Paul opened his wallet and counted out bills. “Of course you’d be. entitled to a finder’s fee and a commission.” He spread the fifty dollars on the glass. “Do you happen to have the name and address of the fellow you sold it to?”

“Well sure I do. Have to take down all that stuff for the Federal registration, don’t I.”

37

IT WAS a small house on Reba Place in Evanston, in the middle of a block of elderly detached houses on postage-stamp lots, each driveway forming the boundary with its neighbor’s property; the houses were narrow and old-fashioned and the trees along the curbs had attained towering heights. The carport alongside the house had no cars in it. Paul didn’t go up to the door but he sensed the house was empty.

He had a name—Orson Pyne—and this address. He sat in his car and studied the house and tried to form a picture of the man who lived in it. He had little success. But he had a strong feeling the house was empty and that meant either Pyne lived alone or his wife worked. The place wasn’t equipped for two cars but that didn’t mean much; it was only two or three blocks’ walk to Asbury where you could pick up a Western Avenue bus.

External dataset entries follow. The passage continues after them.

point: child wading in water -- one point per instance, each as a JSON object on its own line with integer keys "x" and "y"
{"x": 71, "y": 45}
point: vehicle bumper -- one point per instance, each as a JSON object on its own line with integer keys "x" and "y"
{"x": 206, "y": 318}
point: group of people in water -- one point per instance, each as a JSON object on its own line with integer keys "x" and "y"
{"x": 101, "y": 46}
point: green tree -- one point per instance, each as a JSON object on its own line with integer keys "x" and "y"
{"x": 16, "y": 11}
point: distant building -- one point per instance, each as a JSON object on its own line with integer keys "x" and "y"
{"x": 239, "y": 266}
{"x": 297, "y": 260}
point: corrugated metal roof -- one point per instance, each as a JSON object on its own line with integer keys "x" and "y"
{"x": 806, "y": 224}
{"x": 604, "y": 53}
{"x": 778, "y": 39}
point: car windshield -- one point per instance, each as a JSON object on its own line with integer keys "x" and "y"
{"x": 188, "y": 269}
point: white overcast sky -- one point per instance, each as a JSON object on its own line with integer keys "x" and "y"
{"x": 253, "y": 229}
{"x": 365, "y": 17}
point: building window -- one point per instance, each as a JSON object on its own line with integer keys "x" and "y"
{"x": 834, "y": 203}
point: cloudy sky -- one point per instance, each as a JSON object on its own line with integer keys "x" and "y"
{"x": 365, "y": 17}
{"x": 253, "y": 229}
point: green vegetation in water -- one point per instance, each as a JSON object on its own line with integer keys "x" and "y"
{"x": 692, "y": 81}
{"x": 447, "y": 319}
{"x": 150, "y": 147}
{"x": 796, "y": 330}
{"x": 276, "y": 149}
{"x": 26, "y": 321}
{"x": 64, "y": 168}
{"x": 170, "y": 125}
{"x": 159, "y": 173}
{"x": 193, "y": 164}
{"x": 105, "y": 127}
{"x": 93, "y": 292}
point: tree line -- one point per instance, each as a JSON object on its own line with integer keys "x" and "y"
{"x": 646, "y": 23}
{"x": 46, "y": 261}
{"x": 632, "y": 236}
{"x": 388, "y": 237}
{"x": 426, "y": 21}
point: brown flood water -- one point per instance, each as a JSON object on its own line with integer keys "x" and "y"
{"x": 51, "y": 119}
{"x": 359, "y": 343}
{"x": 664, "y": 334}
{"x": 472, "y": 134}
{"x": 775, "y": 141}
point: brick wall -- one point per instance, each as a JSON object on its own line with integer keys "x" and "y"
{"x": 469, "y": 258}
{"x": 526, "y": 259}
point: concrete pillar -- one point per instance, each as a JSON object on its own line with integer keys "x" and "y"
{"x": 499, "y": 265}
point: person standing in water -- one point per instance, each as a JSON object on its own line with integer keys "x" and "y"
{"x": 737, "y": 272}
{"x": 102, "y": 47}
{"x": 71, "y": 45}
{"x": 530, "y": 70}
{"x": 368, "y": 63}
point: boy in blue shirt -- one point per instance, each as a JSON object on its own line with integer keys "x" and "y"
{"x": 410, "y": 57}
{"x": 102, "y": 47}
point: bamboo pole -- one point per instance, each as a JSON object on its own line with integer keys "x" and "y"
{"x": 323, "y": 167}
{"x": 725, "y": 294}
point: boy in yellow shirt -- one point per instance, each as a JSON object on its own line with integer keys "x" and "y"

There was a filling station on the corner two and a half blocks away. It was worth a try. Before he started the car Paul opened his wallet and sorted through the ID’s and business cards. There was a lot of outdated junk, he saw—even a 1973 plastic calendar—and he was amazed it had been that long since he’d gone through the contents of the wallet. He decided on the card that identified him as a member of the West 71st Street Community Association. It had been sent to him when he’d made a financial contribution to the block association’s campaign to install high-intensity street lighting off West End Avenue. The lettering was too small to be read at a glance and beneath the lettering on the white card was imprinted a pale green shield. At a cursory glance it might pass for an official identification card. He put everything back in the wallet and slid the ID card in so that it was exposed in the Plexigas window. Then he drove to the filling station.